Partnering with the University of Newcastle, Hunter New England Local Health Network and the Australian Diabetes Council, the Youth OutReach for Diabetes (YOuR-Diabetes) project has received $735,989 of funding over four years.

Young people with diabetes are expected to learn to self-manage in their teens, before transferring from children's to adult health services. Few adult services specifically cater for young people, and orientation towards the needs of their predominantly older patients means that many young people fail to establish good relationships to support routine management of their diabetes.

"This collaborative research is about working with clinical staff to reconfigure services with the aims of engaging young people, so they are more satisfied with their routine services, and increasing their use of them in line with best practice," Professor Perry said. "This should result in improved diabetes control in the Hunter New England area. This hasn't been tested before, so this is ground-breaking research.

Lin Perry, centre, with colleaguesLin Perry, centre, with colleagues

"The project will develop, implement and evaluate a 'systems navigation' model of transitional care for non-metropolitan young adults with type 1 diabetes.

"Currently, as young people move from children's to adult services, their contact with health care teams falls.
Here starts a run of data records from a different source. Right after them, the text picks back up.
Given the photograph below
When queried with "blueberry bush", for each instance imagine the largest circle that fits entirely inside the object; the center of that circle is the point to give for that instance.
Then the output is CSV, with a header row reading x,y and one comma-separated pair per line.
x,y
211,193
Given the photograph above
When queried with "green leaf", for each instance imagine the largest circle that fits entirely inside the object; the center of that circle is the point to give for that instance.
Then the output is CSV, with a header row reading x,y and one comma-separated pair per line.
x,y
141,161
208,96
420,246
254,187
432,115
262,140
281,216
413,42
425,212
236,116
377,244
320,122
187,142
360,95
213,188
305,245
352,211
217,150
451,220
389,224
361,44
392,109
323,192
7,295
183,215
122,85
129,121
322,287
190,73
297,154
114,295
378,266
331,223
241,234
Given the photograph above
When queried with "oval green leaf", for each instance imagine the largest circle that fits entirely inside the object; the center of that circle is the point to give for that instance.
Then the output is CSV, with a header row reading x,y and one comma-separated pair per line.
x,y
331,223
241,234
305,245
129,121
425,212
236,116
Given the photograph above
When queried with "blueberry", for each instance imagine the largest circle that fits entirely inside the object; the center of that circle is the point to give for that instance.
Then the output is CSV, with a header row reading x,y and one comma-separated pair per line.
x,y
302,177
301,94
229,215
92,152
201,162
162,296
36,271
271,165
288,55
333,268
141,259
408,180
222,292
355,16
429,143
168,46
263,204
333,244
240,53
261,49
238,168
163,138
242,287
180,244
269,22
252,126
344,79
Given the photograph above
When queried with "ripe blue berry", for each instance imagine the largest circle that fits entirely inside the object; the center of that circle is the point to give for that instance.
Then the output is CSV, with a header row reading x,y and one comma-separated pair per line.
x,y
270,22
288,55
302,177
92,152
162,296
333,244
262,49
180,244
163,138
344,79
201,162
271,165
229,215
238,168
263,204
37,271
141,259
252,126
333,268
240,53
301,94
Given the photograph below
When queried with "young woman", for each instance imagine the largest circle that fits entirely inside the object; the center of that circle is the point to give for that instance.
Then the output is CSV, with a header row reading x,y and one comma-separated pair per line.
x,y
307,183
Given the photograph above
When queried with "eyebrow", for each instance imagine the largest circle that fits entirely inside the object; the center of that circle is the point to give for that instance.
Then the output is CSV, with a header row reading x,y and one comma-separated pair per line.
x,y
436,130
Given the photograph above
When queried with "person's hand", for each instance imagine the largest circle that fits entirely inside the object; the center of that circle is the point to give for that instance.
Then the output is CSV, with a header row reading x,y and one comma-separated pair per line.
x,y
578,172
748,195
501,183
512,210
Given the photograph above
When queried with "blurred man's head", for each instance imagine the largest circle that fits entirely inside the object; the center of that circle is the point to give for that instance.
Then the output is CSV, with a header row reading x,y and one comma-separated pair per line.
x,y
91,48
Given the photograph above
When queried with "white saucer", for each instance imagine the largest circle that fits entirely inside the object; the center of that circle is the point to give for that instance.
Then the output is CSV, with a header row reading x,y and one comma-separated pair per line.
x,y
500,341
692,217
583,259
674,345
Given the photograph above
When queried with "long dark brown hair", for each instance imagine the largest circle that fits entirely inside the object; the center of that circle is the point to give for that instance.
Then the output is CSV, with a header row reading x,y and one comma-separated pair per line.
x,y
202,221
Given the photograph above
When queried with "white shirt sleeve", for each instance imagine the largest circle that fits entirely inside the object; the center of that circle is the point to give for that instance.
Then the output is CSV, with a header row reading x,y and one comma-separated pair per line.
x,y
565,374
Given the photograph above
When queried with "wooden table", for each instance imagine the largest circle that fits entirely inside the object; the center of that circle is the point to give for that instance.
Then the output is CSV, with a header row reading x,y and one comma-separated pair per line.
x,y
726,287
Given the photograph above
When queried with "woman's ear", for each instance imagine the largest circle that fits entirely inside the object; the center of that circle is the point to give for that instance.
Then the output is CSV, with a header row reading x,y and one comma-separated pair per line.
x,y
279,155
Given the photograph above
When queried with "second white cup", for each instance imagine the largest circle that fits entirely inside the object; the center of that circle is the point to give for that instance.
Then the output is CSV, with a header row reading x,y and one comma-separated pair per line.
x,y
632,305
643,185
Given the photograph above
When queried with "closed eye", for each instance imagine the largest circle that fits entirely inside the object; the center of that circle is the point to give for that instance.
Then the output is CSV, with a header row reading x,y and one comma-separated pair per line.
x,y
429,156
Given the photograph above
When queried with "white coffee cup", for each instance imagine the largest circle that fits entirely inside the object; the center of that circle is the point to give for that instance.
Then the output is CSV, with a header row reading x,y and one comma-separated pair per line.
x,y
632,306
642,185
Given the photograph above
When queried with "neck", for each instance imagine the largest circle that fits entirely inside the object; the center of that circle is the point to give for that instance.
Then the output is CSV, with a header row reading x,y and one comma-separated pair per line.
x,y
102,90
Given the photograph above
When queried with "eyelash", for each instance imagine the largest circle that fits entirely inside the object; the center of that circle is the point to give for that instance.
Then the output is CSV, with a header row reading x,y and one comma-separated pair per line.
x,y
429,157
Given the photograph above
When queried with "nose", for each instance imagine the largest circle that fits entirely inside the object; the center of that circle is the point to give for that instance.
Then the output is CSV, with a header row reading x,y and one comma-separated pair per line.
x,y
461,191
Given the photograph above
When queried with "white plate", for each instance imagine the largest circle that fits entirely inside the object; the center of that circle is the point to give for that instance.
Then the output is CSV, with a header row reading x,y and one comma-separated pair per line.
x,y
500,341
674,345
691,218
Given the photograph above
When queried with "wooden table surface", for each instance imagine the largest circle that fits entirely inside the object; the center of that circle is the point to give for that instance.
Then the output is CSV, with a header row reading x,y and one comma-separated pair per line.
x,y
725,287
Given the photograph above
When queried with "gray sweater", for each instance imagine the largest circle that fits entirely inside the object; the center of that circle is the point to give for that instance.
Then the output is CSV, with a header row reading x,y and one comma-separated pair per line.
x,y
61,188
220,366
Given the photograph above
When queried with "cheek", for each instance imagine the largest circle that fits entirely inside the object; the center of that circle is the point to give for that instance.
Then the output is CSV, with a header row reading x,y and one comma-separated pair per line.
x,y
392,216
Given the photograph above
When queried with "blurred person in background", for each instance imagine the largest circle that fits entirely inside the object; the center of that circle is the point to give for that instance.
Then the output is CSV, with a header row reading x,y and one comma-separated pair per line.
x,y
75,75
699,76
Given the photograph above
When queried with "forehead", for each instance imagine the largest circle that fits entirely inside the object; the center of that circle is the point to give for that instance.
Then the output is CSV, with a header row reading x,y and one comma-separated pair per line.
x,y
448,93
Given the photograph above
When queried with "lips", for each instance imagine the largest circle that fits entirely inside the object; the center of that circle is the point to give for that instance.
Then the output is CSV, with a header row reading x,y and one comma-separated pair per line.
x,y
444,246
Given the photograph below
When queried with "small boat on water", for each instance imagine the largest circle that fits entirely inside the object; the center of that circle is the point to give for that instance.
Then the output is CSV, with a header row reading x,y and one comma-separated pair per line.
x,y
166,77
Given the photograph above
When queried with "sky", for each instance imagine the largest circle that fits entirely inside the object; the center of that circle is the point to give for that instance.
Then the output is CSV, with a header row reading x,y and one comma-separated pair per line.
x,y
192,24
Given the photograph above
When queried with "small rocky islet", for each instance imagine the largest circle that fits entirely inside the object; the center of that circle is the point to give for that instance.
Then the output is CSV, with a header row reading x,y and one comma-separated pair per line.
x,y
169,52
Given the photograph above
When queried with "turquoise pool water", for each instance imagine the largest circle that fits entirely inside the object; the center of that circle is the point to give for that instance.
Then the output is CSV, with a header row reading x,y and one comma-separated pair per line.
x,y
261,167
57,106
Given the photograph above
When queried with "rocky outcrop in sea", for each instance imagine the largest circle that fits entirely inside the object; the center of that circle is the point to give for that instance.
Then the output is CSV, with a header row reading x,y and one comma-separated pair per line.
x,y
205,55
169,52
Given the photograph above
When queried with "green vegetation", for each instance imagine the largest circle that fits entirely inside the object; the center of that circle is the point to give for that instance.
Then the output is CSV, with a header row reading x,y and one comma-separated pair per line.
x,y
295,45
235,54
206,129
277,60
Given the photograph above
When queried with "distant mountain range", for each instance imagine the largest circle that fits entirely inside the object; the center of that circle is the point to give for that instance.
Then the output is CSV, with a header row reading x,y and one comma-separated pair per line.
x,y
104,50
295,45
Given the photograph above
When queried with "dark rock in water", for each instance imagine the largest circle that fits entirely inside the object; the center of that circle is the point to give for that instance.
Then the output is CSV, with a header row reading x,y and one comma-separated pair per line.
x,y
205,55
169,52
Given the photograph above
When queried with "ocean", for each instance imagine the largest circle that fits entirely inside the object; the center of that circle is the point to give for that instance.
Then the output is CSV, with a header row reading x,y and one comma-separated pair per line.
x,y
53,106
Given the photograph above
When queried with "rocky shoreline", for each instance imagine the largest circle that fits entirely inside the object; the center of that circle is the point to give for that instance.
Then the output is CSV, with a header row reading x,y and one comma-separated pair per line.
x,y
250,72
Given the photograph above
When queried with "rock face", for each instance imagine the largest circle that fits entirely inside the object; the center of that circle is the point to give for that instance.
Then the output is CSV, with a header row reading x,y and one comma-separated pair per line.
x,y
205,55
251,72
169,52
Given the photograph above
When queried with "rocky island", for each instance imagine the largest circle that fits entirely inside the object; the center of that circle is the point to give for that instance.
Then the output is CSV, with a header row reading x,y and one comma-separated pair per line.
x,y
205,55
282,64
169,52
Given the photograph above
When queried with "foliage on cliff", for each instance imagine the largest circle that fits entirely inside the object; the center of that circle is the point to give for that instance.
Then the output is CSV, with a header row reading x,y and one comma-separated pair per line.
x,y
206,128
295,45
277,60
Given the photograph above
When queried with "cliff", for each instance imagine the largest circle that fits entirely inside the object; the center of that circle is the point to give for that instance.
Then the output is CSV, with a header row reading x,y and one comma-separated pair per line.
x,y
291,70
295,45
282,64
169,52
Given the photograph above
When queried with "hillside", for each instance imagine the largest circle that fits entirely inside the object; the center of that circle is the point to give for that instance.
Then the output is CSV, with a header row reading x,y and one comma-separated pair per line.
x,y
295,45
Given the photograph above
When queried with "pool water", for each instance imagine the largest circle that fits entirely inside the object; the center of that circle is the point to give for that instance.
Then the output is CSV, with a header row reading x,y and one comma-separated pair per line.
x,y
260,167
They are expected to take more control of their diabetes, but receive less support.

"We want to improve the contact of young people with diabetes routine and preventive services, and their self-management knowledge and skills. This should improve indices of diabetes control such as Haemoglobin A1C levels and reduce their use of acute services for crisis management."

The program is a randomised controlled trial covering eight service clusters of the Hunter New England Local Health Network. The trial will look at the systems navigation model compared to current service models, assessing patient-level outcomes. A separate component is being run in collaboration with the Diabetes Centre at Prince of Wales Hospital and Sydney Children's Hospital.

Research findings will determine whether there is statistically significant difference between intervention and control group outcomes in relation to service effectiveness, which will inform future service redesign.

The project is due to be completed by the end of 2015.